Die Lage für die Israeliten hatte sich nämlich noch weiter verschlechtert und stellte sie vor eine brutale Entscheidung: entweder kämpfen oder verdursten. Holofernes hatte nämlich die Wasserstellen besetzen lassen, mit denen die zumeist in den Bergen gelegenen Siedlungen versorgt wurden. Die Anführer der Israeliten versuchten das verzweifelte Volk zu beruhigen, das schon laut darüber nachdachte, sich lieber in die Gewalt des Holofernes zu begeben, statt in seinen Häusern elendig zu sterben. Also wurde von einem Propheten eine letzte Frist von fünf Tagen genannt, die man noch durchhalten sollte. Wenn Gott bis dahin immer noch nicht auf ihrer Seite in das Geschehen eingreifen würde, müsste man wohl den bitteren Weg in die Gefangenschaft und Sklaverei oder sogar Hinrichtung gehen. Judit, eine sehr schöne Frau und frühe Witwe, hörte das und tobte. Was der Prophet, er hieß Usijas, da getan hatte, hielt sie für eine Anmaßung. Man dürfte Gott nicht in eine Situation bringen, in der ein ganz bestimmtes Verhalten von ihm erwartet wird, stellte sie klar. Nur um kurz darauf zu verkünden, dass sie nun die Rettung der Israeliten übernehmen werde und der HERR sich bestimmt „durch meine Hand um Israel kümmern“ werde.

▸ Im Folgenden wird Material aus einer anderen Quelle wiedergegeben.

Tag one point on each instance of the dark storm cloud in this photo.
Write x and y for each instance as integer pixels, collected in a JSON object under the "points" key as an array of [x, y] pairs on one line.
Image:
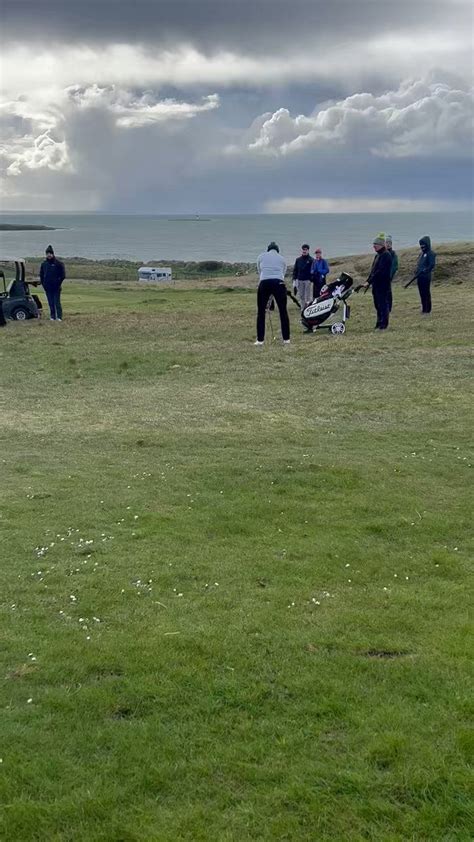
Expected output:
{"points": [[240, 25]]}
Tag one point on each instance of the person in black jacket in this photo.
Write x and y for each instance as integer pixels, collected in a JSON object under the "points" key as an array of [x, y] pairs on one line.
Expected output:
{"points": [[302, 277], [52, 274], [379, 280], [426, 264]]}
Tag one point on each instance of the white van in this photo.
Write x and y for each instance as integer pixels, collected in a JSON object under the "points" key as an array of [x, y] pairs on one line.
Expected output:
{"points": [[154, 273]]}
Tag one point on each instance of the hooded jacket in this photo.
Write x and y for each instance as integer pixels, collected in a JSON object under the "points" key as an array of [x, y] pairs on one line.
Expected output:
{"points": [[320, 268], [380, 270], [52, 272], [302, 268], [426, 261]]}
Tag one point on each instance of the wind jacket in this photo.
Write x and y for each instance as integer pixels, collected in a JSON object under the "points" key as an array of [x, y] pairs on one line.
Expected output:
{"points": [[302, 268], [380, 271], [394, 269], [52, 272], [320, 268], [426, 261]]}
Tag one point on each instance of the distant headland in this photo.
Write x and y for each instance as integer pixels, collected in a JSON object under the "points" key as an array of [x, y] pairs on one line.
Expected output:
{"points": [[7, 227]]}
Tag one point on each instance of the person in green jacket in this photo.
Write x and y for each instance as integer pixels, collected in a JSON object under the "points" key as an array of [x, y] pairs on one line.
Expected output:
{"points": [[394, 269]]}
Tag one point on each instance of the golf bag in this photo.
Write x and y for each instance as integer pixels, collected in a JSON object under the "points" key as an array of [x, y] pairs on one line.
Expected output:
{"points": [[331, 298]]}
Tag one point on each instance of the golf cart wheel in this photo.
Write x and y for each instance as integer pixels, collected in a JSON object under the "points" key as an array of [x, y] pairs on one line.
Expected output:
{"points": [[20, 314]]}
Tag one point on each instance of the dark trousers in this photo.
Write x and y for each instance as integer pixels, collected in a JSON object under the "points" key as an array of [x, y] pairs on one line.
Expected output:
{"points": [[425, 294], [267, 288], [318, 283], [381, 295], [53, 294]]}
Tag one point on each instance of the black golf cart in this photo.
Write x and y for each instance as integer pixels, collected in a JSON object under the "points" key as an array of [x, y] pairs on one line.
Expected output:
{"points": [[16, 300]]}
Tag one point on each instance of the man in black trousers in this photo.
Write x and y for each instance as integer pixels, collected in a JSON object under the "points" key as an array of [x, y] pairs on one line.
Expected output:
{"points": [[52, 274], [379, 280]]}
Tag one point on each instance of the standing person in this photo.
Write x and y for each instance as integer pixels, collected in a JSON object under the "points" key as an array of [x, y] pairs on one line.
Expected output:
{"points": [[319, 271], [52, 274], [379, 280], [426, 264], [271, 268], [394, 269], [302, 284]]}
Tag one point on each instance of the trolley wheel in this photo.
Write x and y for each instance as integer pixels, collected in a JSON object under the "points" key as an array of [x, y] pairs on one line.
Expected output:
{"points": [[20, 314]]}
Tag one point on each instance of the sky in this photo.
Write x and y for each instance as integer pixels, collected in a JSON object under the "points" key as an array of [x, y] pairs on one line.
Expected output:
{"points": [[236, 106]]}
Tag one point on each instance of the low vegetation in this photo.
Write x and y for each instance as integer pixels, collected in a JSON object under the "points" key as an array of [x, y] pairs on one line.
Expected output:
{"points": [[234, 579]]}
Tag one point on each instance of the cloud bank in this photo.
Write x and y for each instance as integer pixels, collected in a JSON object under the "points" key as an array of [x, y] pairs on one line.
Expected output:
{"points": [[219, 106]]}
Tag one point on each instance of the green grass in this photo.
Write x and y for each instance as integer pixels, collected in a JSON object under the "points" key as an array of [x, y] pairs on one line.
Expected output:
{"points": [[267, 636]]}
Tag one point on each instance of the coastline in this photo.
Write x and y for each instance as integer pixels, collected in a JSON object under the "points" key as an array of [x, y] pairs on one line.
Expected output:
{"points": [[455, 262]]}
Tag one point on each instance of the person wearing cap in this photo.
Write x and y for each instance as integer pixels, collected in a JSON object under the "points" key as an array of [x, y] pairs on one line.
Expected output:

Dass sie Gott damit in genau die Situation brachte, die sie zuvor kritisiert hatte, schien sie nicht zu stören. So wie sie ohnehin ein beachtliches Selbstbewusstsein mitbrachte und feststellte, dass über ihre Rettungstat sicherlich „noch in fernsten Zeiten den Kindern unseres Volkes erzählt wird.“ Daraufhin bereitete sie sich auf ihren Einsatz vor, indem sie sich mit wohlriechenden Salben einrieb, ein Festkleid anlegte und sich auch ansonsten Mühe gab, als ungewöhnlich attraktive Frau aufzufallen. Dass ihr das gelungen war, zeigten schon die Reaktionen der Israeliten, die sie vor ihrem Feindbesuch noch sahen und „aus dem Staunen über ihre Schönheit nicht mehr herauskamen.“ Mit einer Dienerin zusammen eilte sie aus der Stadt und direkt in die Hände des erstbesten assyrischen Vorpostens. Dort gab sie sich als Überläuferin aus, die Holofernes mitteilen will, wie er über die Israeliten siegen könne, „ohne, dass dabei einer seiner Leute Leib und Leben verliert.“ Die Soldaten, von ihrer Schönheit beeindruckt, brachten sie ins Feldlager der Assyrer, wo ihr Aussehen ebenfalls Aufsehen erregte. Auch bei Holofernes selbst, für den sie sich all diese Mühe gemacht hatte.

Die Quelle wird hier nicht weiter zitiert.